By Chris Hunter | June 10, 2013

The Ideal Customer Profile – Profit by Serving the Right Customers

After creating the business development plan and calculating your daily cash flow break-even point in sales (my previous post), the third thing I believe the smart business owner must know is their ideal customer’s profile.

Many businesses don’t take careful enough aim with their marketing and advertising.  As a consequence, they get the results they do with amazing accuracy. The problem is that the results are often far from ideal. Business owners who carefully define their ideal customer will attract far more of them for lower cost and, arguably, less effort.  The trick is simple – know what you’re looking for.

If you’ve been in business for a while you know not all customers are of equal value. The questions are who are your best customers and why? How do you know your marketing and selling activities are yielding more customers like your best customers? These questions underlie the need to clearly define your ideal customer profile. Look for common demographic patterns among your most-profitable customers. This could include items like where they live, their age and other items you’ve anecdotally gleaned during the course of regular conversation. (Caution: Note that your favorite customers are not necessarily your most profitable customers. You’ll likely need to spend some time figuring out just who are your most profitable customers. This work is as much a matter of the head as it is of the heart.) Although varying business-to-business, we suggest an ideal customer profile contain specific, observable attributes that have proven to produce both profitability and joy for you – the business owner.

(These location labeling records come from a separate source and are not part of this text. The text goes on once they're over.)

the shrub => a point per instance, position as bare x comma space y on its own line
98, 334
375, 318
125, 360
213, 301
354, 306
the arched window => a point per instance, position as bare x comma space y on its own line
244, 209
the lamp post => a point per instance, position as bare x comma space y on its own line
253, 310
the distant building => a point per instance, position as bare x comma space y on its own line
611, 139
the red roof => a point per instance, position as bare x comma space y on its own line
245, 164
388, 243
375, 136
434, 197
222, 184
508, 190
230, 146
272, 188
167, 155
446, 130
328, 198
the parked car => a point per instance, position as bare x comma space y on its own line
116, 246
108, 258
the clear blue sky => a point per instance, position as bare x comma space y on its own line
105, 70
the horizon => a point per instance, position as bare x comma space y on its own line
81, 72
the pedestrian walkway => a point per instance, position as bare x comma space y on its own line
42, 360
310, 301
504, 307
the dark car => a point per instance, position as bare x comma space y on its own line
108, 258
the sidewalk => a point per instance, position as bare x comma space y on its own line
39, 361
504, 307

For a management consultant like myself, here are some of the ideal customer profile characteristics I believe important to my personal and client’s success:

  • Client is willing to listen to advice and are warm and personable
  • Business has a potential for product or service differentiation through innovative marketing
  • Business has a scope for improved productivity through innovative management planning and control
  • Business owner and employees are technically competent.  (e.g. I don’t know how to help a cabinet maker make a better cabinet.  My role is to help this client build a better cabinet-making business.)
  • Client can refer other businesses

Bottom line?  Unless you’re pursuing customers who fit your ideal customer profile, you’re likely growing a business filled with sub-profitable customers.